Le jeune homme rêva, un moment, à toutes ces choses passées, aux successives transformations du pays et de ses habitants, mais il fut bientôt désagréablement rappelé à la réalité présente.

Un sien taillis de trois feuilles, qu’il traversait, était piteusement abrouti, les pousses dévorées par les ânes et les mulets des charbonniers, ou les vaches abandonnées à la vaine pâture. Plus loin, dans une coupe incendiée par incurie ou malveillance, les cépées noircies se dressaient comme des tisons dans le sol charbonné.

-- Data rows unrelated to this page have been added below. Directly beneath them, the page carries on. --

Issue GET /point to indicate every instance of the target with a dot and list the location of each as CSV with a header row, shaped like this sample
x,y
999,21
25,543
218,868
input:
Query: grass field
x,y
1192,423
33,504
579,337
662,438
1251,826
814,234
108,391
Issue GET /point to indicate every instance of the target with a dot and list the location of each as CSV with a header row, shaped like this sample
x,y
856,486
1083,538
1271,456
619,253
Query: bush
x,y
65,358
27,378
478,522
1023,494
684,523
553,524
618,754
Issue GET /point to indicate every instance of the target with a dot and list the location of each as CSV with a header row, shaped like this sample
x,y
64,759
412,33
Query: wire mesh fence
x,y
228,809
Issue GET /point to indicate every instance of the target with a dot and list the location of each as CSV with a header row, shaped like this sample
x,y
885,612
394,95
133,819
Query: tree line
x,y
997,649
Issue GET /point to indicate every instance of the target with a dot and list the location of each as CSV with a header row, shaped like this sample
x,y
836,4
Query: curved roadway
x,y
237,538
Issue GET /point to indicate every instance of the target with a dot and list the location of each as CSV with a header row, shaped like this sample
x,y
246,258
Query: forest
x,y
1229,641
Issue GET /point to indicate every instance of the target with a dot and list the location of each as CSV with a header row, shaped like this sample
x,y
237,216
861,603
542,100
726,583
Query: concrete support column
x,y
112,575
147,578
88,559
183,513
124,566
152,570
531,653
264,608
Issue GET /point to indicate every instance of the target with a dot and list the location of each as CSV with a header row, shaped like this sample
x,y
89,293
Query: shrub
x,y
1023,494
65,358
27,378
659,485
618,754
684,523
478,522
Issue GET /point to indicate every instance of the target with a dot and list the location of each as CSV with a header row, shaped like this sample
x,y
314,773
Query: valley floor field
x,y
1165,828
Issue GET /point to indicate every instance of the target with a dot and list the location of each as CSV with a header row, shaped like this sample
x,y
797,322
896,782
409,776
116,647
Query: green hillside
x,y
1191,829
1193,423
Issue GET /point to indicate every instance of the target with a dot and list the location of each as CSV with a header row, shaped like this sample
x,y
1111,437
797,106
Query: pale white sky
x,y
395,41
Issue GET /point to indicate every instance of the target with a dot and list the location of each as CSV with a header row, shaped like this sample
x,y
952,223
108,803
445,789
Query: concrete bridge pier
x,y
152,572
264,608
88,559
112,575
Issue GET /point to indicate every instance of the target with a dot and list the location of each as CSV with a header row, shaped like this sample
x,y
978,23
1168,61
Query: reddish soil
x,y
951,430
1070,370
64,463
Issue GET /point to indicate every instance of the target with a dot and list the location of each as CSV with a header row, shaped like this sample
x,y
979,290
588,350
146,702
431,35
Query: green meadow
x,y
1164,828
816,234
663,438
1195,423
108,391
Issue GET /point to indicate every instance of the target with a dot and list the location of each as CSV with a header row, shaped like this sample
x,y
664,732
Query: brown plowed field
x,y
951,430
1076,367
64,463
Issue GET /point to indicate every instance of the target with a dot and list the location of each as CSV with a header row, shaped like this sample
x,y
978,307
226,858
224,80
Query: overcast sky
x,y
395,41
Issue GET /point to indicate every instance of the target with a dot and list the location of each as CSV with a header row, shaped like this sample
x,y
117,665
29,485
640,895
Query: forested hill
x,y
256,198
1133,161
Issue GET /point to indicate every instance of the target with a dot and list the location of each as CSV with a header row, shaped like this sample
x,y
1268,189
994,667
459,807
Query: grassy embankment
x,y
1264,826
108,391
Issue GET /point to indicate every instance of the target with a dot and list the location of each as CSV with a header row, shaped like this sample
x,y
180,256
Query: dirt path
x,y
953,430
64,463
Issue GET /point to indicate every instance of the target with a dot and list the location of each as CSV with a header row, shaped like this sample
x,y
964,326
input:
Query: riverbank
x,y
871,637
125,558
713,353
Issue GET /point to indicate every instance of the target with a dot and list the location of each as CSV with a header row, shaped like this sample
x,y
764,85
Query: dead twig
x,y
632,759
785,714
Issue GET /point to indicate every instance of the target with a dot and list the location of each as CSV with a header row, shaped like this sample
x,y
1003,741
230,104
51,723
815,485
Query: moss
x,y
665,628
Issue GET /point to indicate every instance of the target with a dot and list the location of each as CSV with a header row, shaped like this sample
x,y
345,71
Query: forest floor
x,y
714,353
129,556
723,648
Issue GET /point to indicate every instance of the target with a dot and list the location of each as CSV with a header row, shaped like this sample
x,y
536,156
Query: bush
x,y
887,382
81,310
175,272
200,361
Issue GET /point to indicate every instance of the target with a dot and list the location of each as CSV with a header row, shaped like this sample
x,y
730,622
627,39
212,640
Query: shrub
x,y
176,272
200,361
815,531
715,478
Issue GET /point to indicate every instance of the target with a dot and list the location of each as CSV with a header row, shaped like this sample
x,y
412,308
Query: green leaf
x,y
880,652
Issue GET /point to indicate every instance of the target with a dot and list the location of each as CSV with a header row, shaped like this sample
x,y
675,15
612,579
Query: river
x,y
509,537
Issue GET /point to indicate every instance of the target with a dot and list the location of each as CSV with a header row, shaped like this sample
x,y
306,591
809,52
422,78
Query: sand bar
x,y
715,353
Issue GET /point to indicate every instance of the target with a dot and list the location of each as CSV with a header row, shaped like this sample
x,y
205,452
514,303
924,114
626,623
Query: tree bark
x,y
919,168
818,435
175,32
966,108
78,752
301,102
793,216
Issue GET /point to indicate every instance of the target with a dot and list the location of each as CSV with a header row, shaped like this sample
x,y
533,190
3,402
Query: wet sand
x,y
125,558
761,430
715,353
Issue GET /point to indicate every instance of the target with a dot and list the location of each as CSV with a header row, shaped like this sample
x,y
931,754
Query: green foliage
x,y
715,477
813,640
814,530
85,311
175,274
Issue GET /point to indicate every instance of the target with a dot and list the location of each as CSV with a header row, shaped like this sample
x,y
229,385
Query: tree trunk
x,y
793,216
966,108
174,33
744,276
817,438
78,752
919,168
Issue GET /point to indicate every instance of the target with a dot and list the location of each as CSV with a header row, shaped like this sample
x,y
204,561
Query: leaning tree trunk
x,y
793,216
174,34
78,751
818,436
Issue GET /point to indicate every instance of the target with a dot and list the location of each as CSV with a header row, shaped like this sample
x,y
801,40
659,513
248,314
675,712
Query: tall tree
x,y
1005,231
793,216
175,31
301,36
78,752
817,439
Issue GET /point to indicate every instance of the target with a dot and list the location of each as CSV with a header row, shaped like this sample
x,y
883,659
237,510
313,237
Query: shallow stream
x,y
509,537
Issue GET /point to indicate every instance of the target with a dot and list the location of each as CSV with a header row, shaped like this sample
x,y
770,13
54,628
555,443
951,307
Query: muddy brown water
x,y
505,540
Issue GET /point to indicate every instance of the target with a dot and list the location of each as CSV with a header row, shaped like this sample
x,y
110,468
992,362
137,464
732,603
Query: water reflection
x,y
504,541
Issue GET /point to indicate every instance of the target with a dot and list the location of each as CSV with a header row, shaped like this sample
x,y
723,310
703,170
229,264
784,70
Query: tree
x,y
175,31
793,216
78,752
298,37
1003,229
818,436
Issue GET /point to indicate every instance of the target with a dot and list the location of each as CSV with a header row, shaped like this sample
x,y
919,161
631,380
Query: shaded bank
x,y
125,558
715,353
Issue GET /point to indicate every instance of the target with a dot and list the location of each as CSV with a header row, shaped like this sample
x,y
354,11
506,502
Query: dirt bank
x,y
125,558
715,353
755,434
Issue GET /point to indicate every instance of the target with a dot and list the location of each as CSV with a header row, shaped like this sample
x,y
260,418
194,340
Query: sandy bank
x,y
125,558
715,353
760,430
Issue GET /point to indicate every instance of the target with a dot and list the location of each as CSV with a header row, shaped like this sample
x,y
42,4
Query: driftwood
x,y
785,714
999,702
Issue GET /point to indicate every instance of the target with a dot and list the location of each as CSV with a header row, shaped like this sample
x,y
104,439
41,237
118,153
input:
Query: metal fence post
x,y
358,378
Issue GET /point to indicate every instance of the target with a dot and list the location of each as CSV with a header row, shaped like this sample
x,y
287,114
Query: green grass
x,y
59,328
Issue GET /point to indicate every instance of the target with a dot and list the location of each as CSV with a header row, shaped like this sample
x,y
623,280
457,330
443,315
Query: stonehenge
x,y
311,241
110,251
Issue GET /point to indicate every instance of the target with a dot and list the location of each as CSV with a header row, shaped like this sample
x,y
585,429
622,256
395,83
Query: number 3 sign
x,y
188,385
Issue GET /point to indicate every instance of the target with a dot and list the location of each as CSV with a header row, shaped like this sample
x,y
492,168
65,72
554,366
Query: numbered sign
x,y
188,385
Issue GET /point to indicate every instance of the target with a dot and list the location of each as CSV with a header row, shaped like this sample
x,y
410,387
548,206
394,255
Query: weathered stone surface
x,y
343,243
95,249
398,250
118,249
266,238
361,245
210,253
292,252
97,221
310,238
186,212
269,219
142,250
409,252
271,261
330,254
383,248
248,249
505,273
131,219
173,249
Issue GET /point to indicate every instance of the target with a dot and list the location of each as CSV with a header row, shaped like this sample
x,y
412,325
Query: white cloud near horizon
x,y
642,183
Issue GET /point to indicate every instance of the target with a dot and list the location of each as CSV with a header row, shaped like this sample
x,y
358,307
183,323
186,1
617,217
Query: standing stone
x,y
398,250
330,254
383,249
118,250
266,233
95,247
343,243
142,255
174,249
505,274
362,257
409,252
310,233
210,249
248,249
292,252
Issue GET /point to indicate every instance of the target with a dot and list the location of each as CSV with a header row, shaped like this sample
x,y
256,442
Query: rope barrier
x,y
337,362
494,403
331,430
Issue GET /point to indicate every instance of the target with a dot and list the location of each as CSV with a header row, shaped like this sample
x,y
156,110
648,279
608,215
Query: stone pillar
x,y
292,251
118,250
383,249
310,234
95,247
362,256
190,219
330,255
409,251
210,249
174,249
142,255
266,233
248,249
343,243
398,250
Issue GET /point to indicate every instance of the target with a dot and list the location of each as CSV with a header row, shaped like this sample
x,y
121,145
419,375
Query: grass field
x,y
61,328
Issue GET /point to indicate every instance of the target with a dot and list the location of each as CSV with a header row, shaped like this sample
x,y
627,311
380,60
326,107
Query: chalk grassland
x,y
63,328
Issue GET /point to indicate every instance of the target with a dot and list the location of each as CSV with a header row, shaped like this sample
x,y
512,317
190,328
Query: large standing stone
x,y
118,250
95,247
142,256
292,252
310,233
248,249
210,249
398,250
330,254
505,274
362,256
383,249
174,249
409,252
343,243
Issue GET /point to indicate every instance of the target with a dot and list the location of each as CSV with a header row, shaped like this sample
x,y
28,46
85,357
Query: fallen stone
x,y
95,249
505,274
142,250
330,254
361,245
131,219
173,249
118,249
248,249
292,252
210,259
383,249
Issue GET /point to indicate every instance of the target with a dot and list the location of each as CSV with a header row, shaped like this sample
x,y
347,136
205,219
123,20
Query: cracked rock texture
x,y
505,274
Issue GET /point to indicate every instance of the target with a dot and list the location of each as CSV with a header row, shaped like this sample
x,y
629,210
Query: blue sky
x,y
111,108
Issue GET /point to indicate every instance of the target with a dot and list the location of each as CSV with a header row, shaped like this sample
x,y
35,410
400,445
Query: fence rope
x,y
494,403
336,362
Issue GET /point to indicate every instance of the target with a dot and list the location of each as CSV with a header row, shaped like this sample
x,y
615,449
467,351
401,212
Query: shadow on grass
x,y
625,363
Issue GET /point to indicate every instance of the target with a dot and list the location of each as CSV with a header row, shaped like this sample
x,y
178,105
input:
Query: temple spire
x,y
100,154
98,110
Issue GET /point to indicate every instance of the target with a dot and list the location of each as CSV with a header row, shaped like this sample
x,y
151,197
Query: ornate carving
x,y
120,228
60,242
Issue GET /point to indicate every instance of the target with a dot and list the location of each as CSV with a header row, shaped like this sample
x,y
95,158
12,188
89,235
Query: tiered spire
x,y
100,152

Malcontent, Daniel revint vers le Désert. À quelque distance, sur un coteau tourné au Midi, des vignes basses, moussues, tapissaient les pentes herbues de feuilles jaunissantes. Au bas du coteau, des terres incultes et des champs froids attristèrent ses regards. Plus près encore, au-dessous de la maison, dans de grandes prairies pleines de joncs, était une rotière à rouir le chanvre, bordée de vieux saules éventrés et difformes. Çà et là, autour, quelques vaches aux flancs creux, aux hanches pointues, et une bourrique aux longs poils gris paissaient les herbes dures, encore humides de l’aigail de la nuit.

« Que de choses à faire ! » pensait le jeune maître en entrant à la cuisine, comme sonnait midi, l’heure du dîner.

— Et donc, demanda Sicarie, tu as revu ton bien ?

— Oui, et je n’ai rien vu de beau.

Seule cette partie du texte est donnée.